Thursday, July 8, 2010

PL 40/10: Global forces

Filed under: future — plinius @ 7:46 am

Organizations operate in many different environments.

Some are deeply rooted in local communities. The employ local people, use local resources and serve local customers and needs. Local organizations tend to know a lot about local conditions – but not so much about the bigger world outside.

Others operate within national environments. They will know more about national markets, policies and trends.

McKinsey & Company

The global environment is even bigger. Actors at the global level must necessarily study global trends and markets in order to plan for the future. McKinsey is such an actor. Wikipedia tells me that

McKinsey & Company is a global management consulting firm that focuses on solving issues of concern to senior management.
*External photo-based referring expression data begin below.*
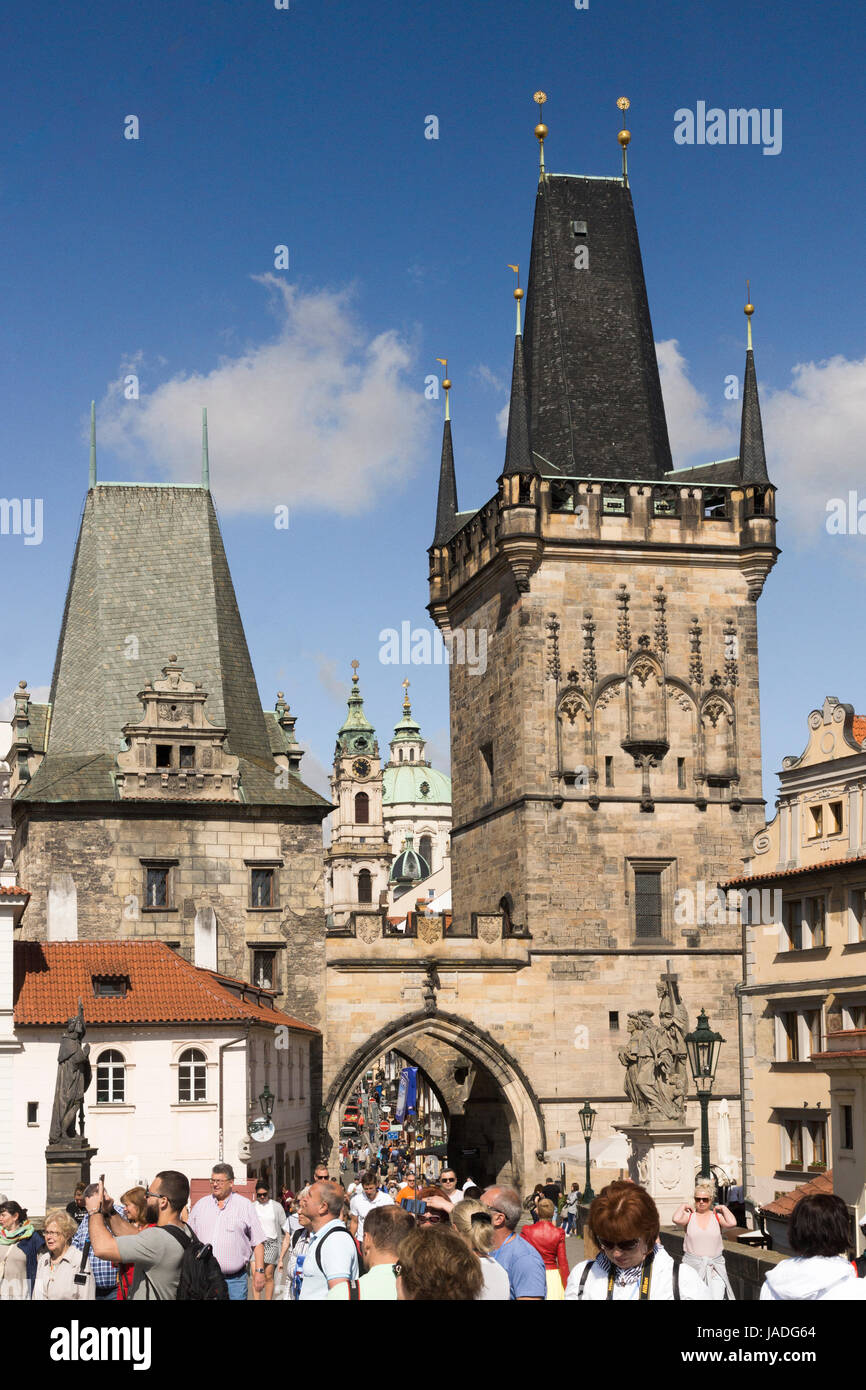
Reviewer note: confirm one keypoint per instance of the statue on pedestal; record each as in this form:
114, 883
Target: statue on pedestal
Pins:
74, 1076
655, 1059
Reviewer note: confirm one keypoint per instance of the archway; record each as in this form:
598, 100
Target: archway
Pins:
494, 1122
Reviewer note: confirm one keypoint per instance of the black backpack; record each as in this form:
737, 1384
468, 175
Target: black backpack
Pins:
200, 1280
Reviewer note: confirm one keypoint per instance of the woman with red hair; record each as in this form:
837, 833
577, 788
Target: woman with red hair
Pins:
631, 1264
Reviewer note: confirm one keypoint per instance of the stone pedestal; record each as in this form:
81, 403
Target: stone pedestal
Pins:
662, 1161
66, 1165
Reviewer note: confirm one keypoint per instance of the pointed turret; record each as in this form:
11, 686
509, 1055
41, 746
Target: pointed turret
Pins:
752, 458
517, 453
446, 505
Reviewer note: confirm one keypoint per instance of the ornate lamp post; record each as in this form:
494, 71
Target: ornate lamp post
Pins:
702, 1047
587, 1118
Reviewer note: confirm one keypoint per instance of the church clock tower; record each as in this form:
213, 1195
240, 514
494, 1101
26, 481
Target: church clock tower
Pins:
359, 858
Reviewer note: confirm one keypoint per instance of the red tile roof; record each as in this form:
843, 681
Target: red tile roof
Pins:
784, 1205
50, 977
791, 873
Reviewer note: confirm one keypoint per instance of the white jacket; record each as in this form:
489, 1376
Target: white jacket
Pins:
811, 1279
660, 1289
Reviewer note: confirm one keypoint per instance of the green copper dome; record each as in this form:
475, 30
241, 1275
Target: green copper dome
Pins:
414, 783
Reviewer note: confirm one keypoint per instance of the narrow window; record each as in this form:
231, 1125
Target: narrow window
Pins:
262, 887
192, 1076
648, 904
487, 772
156, 887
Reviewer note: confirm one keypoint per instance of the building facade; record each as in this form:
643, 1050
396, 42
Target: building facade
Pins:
609, 752
805, 952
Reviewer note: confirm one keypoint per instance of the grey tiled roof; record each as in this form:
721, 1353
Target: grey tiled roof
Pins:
150, 580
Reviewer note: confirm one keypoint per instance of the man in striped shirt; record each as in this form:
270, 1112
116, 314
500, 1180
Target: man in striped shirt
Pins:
228, 1223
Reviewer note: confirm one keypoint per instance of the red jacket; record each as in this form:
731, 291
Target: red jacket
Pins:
549, 1241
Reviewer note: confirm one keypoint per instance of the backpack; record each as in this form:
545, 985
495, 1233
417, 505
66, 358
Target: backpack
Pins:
200, 1279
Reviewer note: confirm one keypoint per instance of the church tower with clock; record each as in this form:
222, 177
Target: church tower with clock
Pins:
359, 858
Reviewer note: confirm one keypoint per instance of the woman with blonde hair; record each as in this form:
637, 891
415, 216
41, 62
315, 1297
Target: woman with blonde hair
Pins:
474, 1225
59, 1273
702, 1247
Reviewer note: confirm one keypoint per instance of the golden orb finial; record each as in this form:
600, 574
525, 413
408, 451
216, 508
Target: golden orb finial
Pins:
541, 129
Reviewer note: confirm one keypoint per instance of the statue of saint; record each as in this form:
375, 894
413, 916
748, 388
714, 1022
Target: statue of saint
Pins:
74, 1076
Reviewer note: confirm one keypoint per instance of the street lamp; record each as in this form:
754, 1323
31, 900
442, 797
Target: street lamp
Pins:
266, 1101
587, 1118
702, 1047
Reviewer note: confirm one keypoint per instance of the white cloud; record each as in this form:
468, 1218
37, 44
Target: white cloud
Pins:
321, 416
697, 434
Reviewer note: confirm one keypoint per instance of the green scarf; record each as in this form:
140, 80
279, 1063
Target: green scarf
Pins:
11, 1237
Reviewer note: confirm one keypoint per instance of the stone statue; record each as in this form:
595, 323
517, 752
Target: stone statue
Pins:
655, 1059
74, 1076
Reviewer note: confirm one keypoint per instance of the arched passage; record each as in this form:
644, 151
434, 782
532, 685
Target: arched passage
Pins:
495, 1127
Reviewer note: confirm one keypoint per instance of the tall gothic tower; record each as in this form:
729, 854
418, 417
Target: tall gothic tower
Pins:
609, 755
359, 858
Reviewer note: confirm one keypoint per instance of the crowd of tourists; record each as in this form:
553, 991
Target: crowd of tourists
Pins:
380, 1239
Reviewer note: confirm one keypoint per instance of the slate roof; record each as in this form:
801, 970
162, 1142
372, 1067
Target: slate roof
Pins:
594, 388
784, 1205
150, 577
52, 976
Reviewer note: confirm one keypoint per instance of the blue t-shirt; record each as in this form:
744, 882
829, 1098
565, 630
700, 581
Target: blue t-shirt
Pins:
524, 1266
Below I quote from a recent McKinsey study of the global environment. There is a lot to learn from global organizations, I feel – even if you disagree with their political attitudes.

Five global forces

– For much of the past year, a team at McKinsey has revisited and retested our assumptions about the key global trends that will define the coming era.

We have identified five forces, or crucibles, where the stresses and tensions will be greatest and thus offer the richest opportunities for companies to innovate and change:

  • The great rebalancing. The coming decade will be the first in 200 years when emerging-market countries contribute more growth than the developed ones. This growth will not only create a wave of new middle-class consumers but also drive profound innovations in product design, market infrastructure, and value chains.
  • The productivity imperative. Developed-world economies will need to generate pronounced gains in productivity to power continued economic growth. The most dramatic innovations in the Western world are likely to be those that accelerate economic productivity.
  • The global grid. The global economy is growing ever more connected. Complex flows of capital, goods, information, and people are creating an interlinked network that spans geographies, social groups, and economies in ways that permit large-scale interactions at any moment. This expanding grid is seeding new business models and accelerating the pace of innovation. It also makes destabilizing cycles of volatility more likely.
  • Pricing the planet. A collision is shaping up among the rising demand for resources, constrained supplies, and changing social attitudes toward environmental protection. The next decade will see an increased focus on resource productivity, the emergence of substantial clean-tech industries, and regulatory initiatives.
  • The market state. The often contradictory demands of driving economic growth and providing the necessary safety nets to maintain social stability have put governments under extraordinary pressure. Globalization applies additional heat: how will distinctly national entities govern in an increasingly globalized world?

Strategic planning

Our thinking is exploratory rather than definitive.

Precisely how these forces will unfold—and, as important, how they interact—is very much a work in progress. Still, our research, extensive one-on-one contacts, and broader survey data give us confidence that these topics should be framing every organization’s strategic conversations about how best to chart its future course.